I was 10 years young in 1960 when our parents took us four kids to Quezon City for a two-month summer vacation. Our two-hundred-peso baon, believe it or not, took care of the house rental, food and shopping expenses. Miraculous? Not really. One peso at that time was as strong as – or even stronger than – today’s P100. In fact, the rental rate for the two-storey apartment we were occupying on 23-A Dapitan St. was only P60 per month.
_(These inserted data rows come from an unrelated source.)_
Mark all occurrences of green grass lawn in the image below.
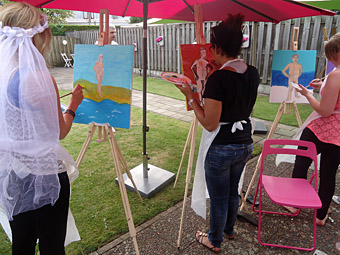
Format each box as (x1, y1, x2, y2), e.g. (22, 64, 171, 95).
(0, 77, 313, 254)
(253, 95, 314, 127)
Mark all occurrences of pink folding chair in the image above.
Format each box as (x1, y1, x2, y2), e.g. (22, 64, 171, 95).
(252, 139, 321, 251)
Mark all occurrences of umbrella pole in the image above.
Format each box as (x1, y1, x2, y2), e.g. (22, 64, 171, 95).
(142, 0, 149, 178)
(122, 0, 174, 199)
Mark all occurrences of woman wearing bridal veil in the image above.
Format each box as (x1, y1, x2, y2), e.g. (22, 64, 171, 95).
(0, 2, 83, 254)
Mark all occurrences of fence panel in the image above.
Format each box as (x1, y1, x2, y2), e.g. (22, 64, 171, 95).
(49, 36, 79, 67)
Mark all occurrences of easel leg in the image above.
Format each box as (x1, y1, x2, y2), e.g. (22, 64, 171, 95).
(76, 123, 97, 168)
(110, 128, 143, 202)
(240, 102, 285, 212)
(177, 117, 198, 249)
(105, 125, 140, 255)
(238, 168, 251, 215)
(174, 119, 195, 188)
(293, 102, 302, 127)
(96, 125, 107, 143)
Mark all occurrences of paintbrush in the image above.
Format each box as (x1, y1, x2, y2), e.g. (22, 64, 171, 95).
(59, 85, 85, 98)
(60, 92, 72, 98)
(316, 76, 326, 82)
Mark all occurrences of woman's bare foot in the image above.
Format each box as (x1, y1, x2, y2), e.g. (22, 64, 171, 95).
(283, 206, 298, 214)
(316, 214, 328, 226)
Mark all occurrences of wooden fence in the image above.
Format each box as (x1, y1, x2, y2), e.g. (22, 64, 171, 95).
(49, 36, 79, 67)
(62, 15, 340, 84)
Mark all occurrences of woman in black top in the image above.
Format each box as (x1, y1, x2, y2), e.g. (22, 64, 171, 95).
(176, 13, 259, 253)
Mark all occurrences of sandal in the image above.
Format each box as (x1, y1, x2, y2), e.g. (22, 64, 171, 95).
(225, 233, 235, 240)
(195, 231, 221, 254)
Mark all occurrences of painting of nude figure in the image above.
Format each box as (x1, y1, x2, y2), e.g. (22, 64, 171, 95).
(180, 44, 214, 110)
(73, 44, 134, 129)
(270, 50, 316, 104)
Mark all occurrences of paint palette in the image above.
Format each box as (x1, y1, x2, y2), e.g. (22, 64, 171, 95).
(292, 83, 313, 93)
(161, 72, 191, 86)
(291, 83, 301, 90)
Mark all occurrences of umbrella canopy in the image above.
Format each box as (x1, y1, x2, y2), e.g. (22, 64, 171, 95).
(13, 0, 335, 23)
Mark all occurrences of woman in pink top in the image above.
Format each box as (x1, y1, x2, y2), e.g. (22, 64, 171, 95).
(288, 32, 340, 226)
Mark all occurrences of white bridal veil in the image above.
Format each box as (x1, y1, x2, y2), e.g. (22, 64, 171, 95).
(0, 15, 78, 225)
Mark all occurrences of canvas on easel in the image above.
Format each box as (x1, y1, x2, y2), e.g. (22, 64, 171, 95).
(327, 60, 335, 75)
(270, 50, 316, 104)
(73, 44, 134, 129)
(180, 43, 215, 109)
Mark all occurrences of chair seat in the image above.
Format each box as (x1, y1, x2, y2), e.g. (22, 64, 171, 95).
(262, 175, 322, 209)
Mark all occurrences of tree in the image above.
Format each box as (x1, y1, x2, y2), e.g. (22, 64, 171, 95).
(130, 17, 144, 24)
(0, 1, 73, 24)
(41, 8, 73, 24)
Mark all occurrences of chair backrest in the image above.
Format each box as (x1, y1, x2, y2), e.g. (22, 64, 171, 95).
(260, 139, 318, 186)
(262, 139, 317, 160)
(60, 53, 70, 61)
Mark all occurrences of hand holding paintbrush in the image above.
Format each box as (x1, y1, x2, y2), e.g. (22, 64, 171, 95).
(308, 76, 325, 89)
(60, 84, 84, 115)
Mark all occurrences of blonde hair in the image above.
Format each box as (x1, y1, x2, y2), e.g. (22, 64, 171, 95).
(325, 32, 340, 60)
(0, 2, 52, 57)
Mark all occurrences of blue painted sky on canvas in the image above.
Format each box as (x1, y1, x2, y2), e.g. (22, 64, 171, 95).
(272, 50, 317, 72)
(74, 45, 134, 89)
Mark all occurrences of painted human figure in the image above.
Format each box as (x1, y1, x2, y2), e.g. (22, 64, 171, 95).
(191, 47, 211, 103)
(282, 53, 303, 101)
(94, 54, 104, 97)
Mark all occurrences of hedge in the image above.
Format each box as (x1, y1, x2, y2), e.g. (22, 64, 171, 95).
(49, 24, 100, 36)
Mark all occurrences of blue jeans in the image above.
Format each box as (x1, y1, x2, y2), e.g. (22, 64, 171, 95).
(205, 143, 253, 248)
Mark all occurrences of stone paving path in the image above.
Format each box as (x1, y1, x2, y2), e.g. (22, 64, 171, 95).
(50, 67, 339, 255)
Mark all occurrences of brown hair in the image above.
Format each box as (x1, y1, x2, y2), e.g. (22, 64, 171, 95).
(0, 2, 52, 57)
(325, 32, 340, 60)
(210, 13, 244, 58)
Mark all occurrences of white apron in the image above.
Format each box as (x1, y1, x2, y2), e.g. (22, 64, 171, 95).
(191, 59, 249, 219)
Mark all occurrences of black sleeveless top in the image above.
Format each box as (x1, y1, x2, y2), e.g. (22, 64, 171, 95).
(203, 65, 260, 144)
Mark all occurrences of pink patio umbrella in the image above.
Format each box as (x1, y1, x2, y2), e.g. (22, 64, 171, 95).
(11, 0, 336, 196)
(12, 0, 336, 23)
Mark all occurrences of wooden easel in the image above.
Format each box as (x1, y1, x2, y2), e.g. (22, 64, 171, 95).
(176, 4, 203, 249)
(75, 10, 141, 255)
(240, 27, 303, 212)
(76, 123, 142, 202)
(96, 9, 109, 143)
(76, 124, 141, 254)
(97, 9, 109, 46)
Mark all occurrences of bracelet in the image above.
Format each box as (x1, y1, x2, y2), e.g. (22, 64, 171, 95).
(64, 109, 75, 119)
(188, 98, 194, 107)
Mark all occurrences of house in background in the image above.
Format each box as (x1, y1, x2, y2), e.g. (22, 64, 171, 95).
(66, 11, 130, 27)
(66, 11, 162, 27)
By sharing the same house with another family, we actually spent the same amount for two months’ rent.
At that time, the minimum wage nationwide was four pesos a day or P120 per month.
The second time I went to Manila to pursue college education in 1967, prices were still very affordable even if the minimum wage had increased to P180. While studying, I was working at the Manila International Airport post office on a daily wage of P6.
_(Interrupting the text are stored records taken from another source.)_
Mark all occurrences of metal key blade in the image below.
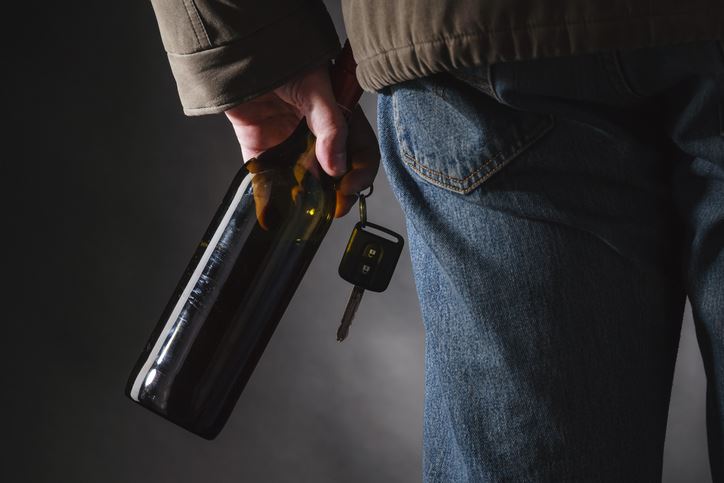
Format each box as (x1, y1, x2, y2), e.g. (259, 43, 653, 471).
(337, 285, 365, 342)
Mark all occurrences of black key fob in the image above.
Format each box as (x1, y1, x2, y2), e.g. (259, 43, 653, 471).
(338, 221, 404, 292)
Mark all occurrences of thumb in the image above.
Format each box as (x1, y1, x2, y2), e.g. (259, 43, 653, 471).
(276, 66, 348, 177)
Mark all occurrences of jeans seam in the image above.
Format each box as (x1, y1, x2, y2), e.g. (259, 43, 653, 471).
(391, 85, 408, 162)
(393, 76, 510, 167)
(399, 116, 555, 194)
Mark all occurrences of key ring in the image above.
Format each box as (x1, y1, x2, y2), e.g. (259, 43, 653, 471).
(358, 184, 373, 225)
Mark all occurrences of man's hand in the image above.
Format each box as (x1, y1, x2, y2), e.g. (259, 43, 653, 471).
(224, 65, 379, 218)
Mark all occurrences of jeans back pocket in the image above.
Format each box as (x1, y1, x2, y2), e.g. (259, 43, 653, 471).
(391, 66, 554, 194)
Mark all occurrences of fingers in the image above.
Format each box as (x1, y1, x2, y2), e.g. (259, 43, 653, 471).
(307, 95, 348, 178)
(225, 65, 377, 220)
(334, 107, 380, 218)
(224, 92, 301, 162)
(335, 192, 359, 218)
(241, 146, 262, 161)
(276, 65, 348, 177)
(250, 174, 273, 230)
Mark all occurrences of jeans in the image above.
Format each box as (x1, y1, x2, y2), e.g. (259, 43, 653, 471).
(377, 40, 724, 482)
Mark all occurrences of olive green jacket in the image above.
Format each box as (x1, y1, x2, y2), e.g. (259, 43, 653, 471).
(150, 0, 724, 116)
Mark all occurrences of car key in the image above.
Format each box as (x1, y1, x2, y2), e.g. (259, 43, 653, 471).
(337, 186, 404, 341)
(337, 285, 365, 341)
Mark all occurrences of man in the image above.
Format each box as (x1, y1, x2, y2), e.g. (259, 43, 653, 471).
(149, 0, 724, 480)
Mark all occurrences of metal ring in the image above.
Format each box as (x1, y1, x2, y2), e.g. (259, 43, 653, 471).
(358, 193, 367, 225)
(360, 184, 374, 199)
(357, 183, 373, 224)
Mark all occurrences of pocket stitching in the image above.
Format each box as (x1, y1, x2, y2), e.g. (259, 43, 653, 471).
(400, 115, 555, 194)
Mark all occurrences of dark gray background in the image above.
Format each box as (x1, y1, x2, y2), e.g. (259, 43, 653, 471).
(4, 1, 711, 481)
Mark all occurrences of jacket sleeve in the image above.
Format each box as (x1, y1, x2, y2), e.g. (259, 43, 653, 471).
(150, 0, 340, 116)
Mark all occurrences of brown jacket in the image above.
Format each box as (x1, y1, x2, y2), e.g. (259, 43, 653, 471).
(150, 0, 724, 115)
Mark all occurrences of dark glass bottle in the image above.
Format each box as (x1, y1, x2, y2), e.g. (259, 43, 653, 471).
(126, 42, 362, 439)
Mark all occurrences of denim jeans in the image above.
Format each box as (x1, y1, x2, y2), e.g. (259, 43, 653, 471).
(377, 41, 724, 482)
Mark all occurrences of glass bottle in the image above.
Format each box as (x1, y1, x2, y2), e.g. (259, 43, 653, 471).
(126, 41, 362, 439)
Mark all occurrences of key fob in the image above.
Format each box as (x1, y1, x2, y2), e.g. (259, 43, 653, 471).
(338, 221, 404, 292)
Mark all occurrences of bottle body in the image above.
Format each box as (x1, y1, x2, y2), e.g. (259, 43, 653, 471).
(126, 123, 335, 438)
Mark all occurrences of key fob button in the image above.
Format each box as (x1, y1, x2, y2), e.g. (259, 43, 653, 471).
(339, 222, 404, 292)
(363, 244, 380, 259)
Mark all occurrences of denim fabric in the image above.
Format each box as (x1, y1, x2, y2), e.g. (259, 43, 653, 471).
(377, 40, 724, 482)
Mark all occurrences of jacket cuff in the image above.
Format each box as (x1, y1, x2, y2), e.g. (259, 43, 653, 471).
(167, 4, 340, 116)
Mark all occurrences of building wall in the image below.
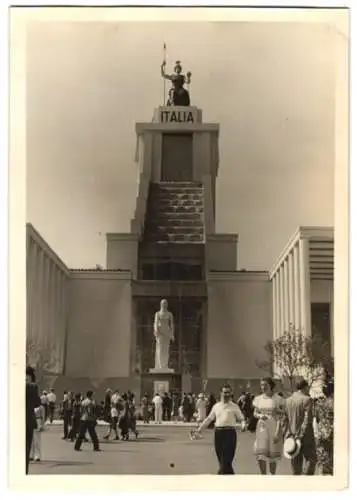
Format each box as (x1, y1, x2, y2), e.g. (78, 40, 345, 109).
(27, 224, 68, 374)
(106, 235, 138, 275)
(311, 278, 334, 348)
(206, 273, 272, 379)
(65, 273, 132, 378)
(311, 279, 333, 304)
(206, 235, 238, 272)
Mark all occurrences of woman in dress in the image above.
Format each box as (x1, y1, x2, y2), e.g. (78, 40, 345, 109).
(30, 404, 45, 462)
(195, 393, 207, 423)
(314, 379, 334, 475)
(253, 378, 285, 475)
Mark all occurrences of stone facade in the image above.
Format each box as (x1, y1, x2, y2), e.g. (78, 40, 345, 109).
(26, 224, 69, 376)
(26, 105, 334, 397)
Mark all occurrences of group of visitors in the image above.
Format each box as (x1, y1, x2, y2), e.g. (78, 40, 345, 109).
(139, 390, 256, 427)
(141, 391, 211, 423)
(26, 365, 334, 476)
(193, 376, 334, 476)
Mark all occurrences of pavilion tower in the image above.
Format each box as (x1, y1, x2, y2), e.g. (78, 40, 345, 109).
(106, 60, 239, 396)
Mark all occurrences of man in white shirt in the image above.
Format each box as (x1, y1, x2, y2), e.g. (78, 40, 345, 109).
(195, 385, 246, 474)
(152, 393, 163, 424)
(47, 389, 57, 423)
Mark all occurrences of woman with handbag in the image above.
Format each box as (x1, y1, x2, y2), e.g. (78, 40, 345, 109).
(252, 378, 285, 475)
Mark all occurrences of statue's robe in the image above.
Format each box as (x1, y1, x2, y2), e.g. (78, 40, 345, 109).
(153, 311, 174, 369)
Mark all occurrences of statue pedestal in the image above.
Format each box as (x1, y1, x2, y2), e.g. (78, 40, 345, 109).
(149, 367, 175, 374)
(144, 369, 178, 396)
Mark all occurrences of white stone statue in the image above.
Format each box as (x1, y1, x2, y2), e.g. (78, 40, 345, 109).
(153, 299, 174, 371)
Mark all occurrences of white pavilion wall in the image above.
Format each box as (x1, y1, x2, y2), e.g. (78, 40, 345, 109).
(26, 225, 68, 374)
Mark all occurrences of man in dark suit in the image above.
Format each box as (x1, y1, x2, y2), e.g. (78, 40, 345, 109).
(285, 378, 317, 475)
(26, 366, 41, 474)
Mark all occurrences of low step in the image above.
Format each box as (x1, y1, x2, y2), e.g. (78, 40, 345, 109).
(145, 233, 204, 243)
(148, 205, 203, 214)
(148, 212, 203, 221)
(146, 218, 202, 228)
(149, 226, 204, 236)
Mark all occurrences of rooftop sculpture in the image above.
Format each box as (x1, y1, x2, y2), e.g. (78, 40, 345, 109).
(160, 59, 192, 107)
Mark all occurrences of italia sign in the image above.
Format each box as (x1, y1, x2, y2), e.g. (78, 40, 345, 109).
(160, 109, 195, 124)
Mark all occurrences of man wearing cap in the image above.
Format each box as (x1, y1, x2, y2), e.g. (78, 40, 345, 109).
(284, 378, 316, 475)
(194, 385, 246, 475)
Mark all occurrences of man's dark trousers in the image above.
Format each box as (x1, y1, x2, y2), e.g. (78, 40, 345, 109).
(291, 437, 317, 475)
(63, 411, 72, 439)
(214, 427, 237, 474)
(26, 425, 34, 474)
(49, 402, 55, 423)
(74, 421, 99, 450)
(163, 407, 171, 421)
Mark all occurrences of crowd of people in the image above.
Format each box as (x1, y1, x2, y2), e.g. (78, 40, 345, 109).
(193, 376, 334, 476)
(26, 366, 334, 476)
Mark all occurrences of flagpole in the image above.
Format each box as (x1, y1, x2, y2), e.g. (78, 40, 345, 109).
(163, 42, 167, 105)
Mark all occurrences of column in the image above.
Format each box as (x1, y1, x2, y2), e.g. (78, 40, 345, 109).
(42, 253, 50, 349)
(37, 248, 44, 344)
(283, 260, 289, 332)
(27, 238, 36, 341)
(48, 264, 56, 371)
(55, 269, 63, 373)
(288, 252, 294, 328)
(293, 244, 301, 330)
(278, 269, 284, 336)
(60, 273, 67, 373)
(49, 263, 57, 371)
(330, 287, 334, 356)
(299, 237, 311, 337)
(272, 276, 277, 340)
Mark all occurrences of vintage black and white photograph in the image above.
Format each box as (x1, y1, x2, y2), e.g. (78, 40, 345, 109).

In the 1970s, even when President Ferdinand Marcos had already declared martial law, the economy was still relatively stable because price increases were infrequent and would be met with salary increases. With a wife and a baby boy, I made both ends meet on an average monthly income of P700.
I abandoned Metro Manila life in 1981 to edit a then fledgling weekly, which is now the numero uno regional daily – Panay News. At that time, the so-called PUs (small Minica taxi cabs) were still charging a flat rate of P10 for an inter-city ride. An overnight stay at Hotel del Rio cost only P120.
Times have changed. A bread winner making P15,000 a month can no longer cope with galloping prices. That amount could buy lesser goods than P120 in 1960.
The frequent increases in oil prices have triggered irreversible inflation, where individual income lags behind expenses. It is useless to count on government for rescue. The more the abusive oil cartel increases oil prices, the more the apathetic government earns from 12 percent value-added tax (VAT).
No doubt our currency has lagged behind those of other Southeast Asian nations. Remember that when the so-called Asian crisis erupted in 1997, our peso deteriorated to around P26 against one US dollar.
Stagnant income has forced Juan dela Cruz to decrease consumption. He would buy a half kilo of meat instead of a kilo. He would cancel family vacation trips. He would stop going to the movies and make do with regular TV instead.
That shows why more and more professionals fly abroad, leaving behind spouses and children.
I have a friend who used to thrive in manufacturing children’s clothes for export to Guam. Her business has closed as a result of competition from China-based manufacturers.